Gracieuseté / Arseni Khamzin Les luminaires de Samuel Lambert sont vendus au Canada, aux États-Unis, en Europe, en Asie et en Australie.

Après plusieurs carrières loin de la création, Samuel Lambert a voulu se recentrer sur sa passion artistique en fondant son atelier de fabrication de luminaires en 2010. Le succès a dépassé ses attentes et ses produits sont désormais vendus aux quatre coins du globe.

Le fondateur de Lambert et Fils semble être le premier surpris de la reconnaissance dont il jouit aujourd’hui. Ses luminaires s’arrachent à New York, il exporte ses produits jusqu’en Australie, il a participé au Salone del Mobile de Milan en avril et est invité à la Design Week de Paris début septembre.

Pourtant lorsque Samuel Lambert a ouvert sa première boutique dans la Petite-Italie, il ne s’imaginait pas un destin mondial.

« J’ai toujours voulu travailler de mes mains.
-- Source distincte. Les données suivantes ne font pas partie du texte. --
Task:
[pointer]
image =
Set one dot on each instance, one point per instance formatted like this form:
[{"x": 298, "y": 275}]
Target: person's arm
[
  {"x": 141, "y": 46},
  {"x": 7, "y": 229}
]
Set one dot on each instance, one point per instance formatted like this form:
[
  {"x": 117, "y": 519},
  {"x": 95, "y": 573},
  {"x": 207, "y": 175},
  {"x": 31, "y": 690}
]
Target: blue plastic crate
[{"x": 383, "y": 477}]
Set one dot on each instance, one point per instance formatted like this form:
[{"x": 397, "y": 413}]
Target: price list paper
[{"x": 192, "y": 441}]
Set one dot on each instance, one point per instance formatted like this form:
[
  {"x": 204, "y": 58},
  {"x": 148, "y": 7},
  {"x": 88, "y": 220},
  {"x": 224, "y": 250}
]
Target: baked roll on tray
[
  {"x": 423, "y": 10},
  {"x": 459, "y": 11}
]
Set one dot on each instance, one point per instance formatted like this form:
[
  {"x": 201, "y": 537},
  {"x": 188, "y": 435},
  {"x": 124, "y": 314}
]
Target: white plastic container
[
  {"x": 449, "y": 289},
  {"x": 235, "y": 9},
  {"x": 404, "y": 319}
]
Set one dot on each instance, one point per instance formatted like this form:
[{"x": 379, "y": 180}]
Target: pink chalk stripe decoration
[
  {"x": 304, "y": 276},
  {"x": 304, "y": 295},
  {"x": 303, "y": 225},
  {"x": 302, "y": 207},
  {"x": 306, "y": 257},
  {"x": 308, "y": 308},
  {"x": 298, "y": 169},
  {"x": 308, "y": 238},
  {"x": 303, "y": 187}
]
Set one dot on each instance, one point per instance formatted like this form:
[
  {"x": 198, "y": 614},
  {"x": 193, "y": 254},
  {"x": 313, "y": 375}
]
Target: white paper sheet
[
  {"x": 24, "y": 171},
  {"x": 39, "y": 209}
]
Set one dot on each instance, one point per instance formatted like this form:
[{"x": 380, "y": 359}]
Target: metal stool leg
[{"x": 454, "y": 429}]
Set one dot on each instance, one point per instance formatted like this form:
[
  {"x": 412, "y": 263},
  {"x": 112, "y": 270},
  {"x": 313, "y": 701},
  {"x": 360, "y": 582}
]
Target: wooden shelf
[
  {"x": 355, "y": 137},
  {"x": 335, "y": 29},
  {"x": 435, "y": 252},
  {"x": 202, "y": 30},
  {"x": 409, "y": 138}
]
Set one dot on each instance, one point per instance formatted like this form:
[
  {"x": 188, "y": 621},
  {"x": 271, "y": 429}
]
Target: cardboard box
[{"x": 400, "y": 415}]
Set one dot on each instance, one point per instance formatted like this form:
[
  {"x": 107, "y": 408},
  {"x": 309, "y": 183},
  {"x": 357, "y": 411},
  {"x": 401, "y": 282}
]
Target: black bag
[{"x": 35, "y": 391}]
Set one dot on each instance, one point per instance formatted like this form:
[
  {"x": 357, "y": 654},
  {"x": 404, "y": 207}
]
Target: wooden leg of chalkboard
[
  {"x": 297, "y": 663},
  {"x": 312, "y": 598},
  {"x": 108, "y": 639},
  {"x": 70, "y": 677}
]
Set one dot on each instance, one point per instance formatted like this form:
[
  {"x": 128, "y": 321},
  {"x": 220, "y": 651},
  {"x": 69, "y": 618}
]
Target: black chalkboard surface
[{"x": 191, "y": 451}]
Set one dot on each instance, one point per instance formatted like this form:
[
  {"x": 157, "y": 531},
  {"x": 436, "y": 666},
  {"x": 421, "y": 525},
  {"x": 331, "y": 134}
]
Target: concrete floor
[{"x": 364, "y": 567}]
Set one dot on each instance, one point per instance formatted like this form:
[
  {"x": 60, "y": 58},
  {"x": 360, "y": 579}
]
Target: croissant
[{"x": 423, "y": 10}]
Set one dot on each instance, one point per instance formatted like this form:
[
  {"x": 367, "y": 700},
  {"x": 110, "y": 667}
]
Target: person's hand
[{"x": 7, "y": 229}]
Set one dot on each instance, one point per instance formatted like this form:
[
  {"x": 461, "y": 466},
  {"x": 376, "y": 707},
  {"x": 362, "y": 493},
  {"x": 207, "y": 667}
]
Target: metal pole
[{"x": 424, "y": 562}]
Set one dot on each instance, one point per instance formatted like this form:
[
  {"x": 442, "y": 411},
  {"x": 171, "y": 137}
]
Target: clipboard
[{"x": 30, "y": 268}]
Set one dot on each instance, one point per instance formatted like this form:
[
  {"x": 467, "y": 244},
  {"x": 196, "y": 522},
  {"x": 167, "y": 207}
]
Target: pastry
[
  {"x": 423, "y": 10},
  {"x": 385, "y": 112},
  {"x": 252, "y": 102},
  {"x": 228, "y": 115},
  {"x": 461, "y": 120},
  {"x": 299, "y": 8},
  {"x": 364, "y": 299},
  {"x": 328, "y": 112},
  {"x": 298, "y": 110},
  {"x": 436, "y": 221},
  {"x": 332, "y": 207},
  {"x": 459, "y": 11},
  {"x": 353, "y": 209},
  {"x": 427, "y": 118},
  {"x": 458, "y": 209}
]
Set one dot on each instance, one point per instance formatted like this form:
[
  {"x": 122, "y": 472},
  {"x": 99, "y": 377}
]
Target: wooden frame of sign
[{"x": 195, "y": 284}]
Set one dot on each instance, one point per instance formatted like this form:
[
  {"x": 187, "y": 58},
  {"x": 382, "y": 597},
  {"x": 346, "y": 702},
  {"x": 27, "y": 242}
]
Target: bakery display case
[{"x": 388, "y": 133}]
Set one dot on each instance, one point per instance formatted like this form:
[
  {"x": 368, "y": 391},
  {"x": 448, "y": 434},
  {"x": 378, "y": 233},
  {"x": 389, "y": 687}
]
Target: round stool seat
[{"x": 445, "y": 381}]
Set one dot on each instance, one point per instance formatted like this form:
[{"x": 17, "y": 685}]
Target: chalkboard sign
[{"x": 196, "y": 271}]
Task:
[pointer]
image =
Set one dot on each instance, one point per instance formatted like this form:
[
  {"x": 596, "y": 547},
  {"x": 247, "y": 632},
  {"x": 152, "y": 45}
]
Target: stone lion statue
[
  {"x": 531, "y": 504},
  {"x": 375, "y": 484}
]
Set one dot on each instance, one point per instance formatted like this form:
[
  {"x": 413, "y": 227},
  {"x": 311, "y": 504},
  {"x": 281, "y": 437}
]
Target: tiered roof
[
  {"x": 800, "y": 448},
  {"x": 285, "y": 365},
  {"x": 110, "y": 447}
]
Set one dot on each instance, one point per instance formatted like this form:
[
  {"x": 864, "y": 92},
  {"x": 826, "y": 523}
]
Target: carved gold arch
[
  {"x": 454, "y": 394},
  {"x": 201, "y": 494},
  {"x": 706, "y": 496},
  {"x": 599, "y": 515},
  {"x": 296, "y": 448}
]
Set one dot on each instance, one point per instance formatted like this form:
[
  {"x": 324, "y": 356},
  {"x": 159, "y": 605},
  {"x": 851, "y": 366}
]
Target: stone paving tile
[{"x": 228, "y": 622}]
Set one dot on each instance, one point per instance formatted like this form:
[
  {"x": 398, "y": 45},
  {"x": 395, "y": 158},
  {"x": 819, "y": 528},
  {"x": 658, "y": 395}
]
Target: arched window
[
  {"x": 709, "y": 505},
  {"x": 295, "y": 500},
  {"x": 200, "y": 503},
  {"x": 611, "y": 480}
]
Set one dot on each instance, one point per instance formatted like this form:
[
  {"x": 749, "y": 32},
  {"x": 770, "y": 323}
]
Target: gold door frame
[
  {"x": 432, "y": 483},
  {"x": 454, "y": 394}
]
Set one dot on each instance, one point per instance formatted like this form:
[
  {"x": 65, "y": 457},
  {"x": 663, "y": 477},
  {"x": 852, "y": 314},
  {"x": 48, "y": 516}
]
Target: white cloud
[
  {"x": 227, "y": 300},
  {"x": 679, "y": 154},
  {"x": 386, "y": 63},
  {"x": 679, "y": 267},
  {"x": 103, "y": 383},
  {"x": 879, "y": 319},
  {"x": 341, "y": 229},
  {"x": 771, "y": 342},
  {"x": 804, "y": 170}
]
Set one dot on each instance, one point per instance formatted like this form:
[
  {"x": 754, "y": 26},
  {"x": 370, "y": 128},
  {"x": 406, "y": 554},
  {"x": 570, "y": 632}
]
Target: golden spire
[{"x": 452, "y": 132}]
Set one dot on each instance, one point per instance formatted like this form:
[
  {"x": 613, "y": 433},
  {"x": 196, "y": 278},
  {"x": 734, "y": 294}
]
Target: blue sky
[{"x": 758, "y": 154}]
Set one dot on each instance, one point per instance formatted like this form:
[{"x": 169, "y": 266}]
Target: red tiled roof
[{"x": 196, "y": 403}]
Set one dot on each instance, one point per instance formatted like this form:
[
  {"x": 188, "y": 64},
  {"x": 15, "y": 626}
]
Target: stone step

Je pensais être un peu comme le cordonnier de mon quartier, rendre service, faire les lampes et les accrocher chez les clients. Je n’avais pas de plan d’affaires », avoue-t-il.
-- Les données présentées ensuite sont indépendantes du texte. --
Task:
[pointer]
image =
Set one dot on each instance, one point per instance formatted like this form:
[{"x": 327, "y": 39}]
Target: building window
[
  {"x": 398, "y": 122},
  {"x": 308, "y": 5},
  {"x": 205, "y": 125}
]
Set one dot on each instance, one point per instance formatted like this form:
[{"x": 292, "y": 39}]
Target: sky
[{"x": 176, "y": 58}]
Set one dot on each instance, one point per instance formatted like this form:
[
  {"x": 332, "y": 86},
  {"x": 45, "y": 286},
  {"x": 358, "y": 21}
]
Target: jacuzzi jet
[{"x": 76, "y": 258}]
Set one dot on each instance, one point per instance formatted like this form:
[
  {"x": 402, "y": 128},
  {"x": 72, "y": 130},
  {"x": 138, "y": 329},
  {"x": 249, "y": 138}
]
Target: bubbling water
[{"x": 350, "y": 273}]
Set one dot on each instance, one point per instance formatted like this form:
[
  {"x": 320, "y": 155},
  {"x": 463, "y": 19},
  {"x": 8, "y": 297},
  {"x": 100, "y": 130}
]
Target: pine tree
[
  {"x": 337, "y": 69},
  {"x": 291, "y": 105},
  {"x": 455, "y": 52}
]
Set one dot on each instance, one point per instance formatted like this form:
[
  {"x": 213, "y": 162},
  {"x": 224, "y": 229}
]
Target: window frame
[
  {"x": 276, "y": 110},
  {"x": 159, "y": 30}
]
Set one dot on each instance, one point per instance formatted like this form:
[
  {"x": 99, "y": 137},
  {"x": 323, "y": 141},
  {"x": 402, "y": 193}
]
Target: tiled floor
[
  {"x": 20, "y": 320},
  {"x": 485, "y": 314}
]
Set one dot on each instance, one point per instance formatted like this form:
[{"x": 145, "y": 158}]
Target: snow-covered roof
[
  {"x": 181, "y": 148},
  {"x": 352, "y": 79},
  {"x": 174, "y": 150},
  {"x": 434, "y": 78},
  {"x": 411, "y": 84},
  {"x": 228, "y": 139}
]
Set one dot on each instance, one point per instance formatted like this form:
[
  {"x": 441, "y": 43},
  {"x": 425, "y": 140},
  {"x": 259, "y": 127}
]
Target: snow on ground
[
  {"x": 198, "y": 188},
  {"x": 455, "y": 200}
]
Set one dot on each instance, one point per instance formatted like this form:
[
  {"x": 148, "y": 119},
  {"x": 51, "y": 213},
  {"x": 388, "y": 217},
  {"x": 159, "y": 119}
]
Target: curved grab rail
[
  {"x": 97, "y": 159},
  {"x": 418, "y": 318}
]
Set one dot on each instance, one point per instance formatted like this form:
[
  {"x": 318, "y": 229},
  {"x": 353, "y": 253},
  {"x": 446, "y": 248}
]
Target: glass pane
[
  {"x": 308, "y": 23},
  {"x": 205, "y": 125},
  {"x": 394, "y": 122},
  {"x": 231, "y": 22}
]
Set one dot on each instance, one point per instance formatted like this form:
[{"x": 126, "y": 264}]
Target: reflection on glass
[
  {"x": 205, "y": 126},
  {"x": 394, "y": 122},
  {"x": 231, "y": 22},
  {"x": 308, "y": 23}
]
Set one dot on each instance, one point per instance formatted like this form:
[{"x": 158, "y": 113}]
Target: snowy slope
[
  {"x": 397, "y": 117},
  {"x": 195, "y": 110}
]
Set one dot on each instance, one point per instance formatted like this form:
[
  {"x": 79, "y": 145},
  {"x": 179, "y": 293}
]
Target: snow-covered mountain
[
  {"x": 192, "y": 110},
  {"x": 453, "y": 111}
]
Ancien monteur pour le cinéma puis restaurateur, Samuel Lambert a changé de carrière en 2010 pour vivre de son art. Ce fils de potier a commencé seul en assemblant des matériaux de récupération dans un petit local de la rue Beaubien. Son studio de création est désormais installé dans Villeray sur le boulevard Saint-Laurent, il compte 45 employés et les luminaires sont assemblés sur place avec des pièces fabriquées dans la région.
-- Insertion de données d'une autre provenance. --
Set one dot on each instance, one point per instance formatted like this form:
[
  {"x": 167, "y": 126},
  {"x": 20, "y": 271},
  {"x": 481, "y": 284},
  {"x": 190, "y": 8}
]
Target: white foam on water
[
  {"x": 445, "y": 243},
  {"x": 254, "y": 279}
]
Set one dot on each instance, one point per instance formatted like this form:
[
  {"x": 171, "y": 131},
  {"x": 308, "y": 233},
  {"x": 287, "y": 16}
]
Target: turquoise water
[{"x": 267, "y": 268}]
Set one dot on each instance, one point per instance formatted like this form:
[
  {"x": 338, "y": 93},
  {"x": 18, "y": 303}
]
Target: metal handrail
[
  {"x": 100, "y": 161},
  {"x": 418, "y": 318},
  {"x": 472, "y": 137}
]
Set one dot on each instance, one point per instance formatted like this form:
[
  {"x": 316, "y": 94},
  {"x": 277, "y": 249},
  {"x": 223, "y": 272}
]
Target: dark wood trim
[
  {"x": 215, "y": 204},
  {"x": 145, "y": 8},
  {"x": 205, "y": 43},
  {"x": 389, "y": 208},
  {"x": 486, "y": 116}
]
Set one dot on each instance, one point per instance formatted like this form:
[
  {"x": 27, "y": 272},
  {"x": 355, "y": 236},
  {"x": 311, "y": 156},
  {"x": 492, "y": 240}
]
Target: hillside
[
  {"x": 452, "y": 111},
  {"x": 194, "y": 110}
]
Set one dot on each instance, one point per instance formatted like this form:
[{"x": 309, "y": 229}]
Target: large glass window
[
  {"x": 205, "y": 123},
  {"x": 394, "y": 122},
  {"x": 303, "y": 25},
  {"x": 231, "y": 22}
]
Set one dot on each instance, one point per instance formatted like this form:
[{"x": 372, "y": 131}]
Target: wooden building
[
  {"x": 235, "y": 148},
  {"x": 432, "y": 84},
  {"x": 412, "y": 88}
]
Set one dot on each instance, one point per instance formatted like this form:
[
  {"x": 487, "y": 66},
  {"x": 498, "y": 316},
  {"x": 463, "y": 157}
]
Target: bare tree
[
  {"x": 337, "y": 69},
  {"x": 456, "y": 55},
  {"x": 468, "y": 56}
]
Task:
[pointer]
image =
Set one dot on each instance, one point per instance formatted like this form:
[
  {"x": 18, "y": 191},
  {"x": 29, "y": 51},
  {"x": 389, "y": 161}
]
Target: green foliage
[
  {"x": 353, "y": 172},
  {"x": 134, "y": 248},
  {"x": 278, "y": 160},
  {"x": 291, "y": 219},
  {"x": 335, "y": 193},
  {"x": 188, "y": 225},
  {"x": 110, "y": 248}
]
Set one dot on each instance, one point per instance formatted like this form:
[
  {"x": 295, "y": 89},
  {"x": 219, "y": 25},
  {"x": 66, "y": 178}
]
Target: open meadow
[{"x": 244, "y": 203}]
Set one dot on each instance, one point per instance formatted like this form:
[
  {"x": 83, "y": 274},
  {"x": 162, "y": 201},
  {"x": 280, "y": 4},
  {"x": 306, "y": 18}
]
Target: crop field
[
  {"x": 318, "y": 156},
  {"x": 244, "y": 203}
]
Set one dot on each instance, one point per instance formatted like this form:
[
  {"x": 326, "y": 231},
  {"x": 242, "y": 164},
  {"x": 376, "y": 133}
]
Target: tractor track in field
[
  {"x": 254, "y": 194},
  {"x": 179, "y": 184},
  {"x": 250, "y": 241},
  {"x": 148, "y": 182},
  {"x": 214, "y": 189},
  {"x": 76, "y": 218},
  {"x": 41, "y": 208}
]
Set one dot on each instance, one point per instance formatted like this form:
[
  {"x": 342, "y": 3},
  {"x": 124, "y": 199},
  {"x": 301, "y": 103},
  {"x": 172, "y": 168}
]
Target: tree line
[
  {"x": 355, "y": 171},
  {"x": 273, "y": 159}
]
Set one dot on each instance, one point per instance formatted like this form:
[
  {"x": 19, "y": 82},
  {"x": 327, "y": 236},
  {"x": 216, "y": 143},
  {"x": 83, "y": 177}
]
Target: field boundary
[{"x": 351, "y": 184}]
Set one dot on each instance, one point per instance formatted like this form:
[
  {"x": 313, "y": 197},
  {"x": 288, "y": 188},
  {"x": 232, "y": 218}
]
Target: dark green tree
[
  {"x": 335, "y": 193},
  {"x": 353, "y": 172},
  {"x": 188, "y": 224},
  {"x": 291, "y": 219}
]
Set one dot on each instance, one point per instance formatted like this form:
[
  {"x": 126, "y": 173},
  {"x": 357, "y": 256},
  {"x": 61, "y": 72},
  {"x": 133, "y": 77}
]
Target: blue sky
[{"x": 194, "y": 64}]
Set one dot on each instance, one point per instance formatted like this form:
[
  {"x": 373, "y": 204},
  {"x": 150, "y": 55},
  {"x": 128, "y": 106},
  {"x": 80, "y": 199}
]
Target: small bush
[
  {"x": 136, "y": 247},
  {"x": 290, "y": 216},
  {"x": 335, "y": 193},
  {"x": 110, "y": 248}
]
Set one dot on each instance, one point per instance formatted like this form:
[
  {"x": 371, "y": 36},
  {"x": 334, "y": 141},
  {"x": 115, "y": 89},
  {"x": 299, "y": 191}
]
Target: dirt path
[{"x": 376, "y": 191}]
« Il ne faut pas se leurrer, les pièces formatées viennent souvent de Chine. Pour des questions éthiques, économiques et de qualité, on a commencé à fabriquer nos pièces ici à Montréal, avec des gens d’ici », explique le fondateur de Lambert et Fils.

D’un style nostalgique des années 50, les luminaires haut de gamme de ce créateur montréalais s’exportent bien. Son entreprise a enregistré un chiffre d’affaires de 5 M$ l’an dernier, dont 60% aux États-Unis et 25% en Europe. La croissance est soutenue puisque ses résultats et son nombre d’employés doublent chaque année.

« On avance comme un taureau et on ne se rend pas trop compte. Je ne prends pas le temps de réfléchir et de regarder en arrière. C’est un peu surréel », confie Samuel Lambert.

Ces nouveaux modèles figurent d’ailleurs régulièrement dans les plus grands magazines de design du monde comme la célèbre publication danoise RUM.

« Je trouve cela plus prestigieux de me retrouver chez des gens que dans des revues internationales. C’est important d’être vu, mais seulement pour que nos produits rentrent chez les gens », assure néanmoins le créateur.

Après avoir reçu de nombreux prix pour la beauté et la qualité de ses produits, Lambert et Fils a également été honoré du prix réservé aux entreprises manufacturières lors du gala ESTim 2017 de la chambre de commerce de l’Est de Montréal.

« Comme pour la création, j’étais intuitif dans ma gestion. C’est de moins en moins le cas, mais j’essaye de garder cela. C’est encourageant de se faire reconnaître pour cela, j’ai moins le syndrome de l’imposteur, mais je ne vais pas m’asseoir là-dessus », explique Samuel Lambert.

Le créateur a d’ailleurs abandonné la direction générale de son entreprise pour se concentrer uniquement sur la direction artistique et la production de nouveaux modèles.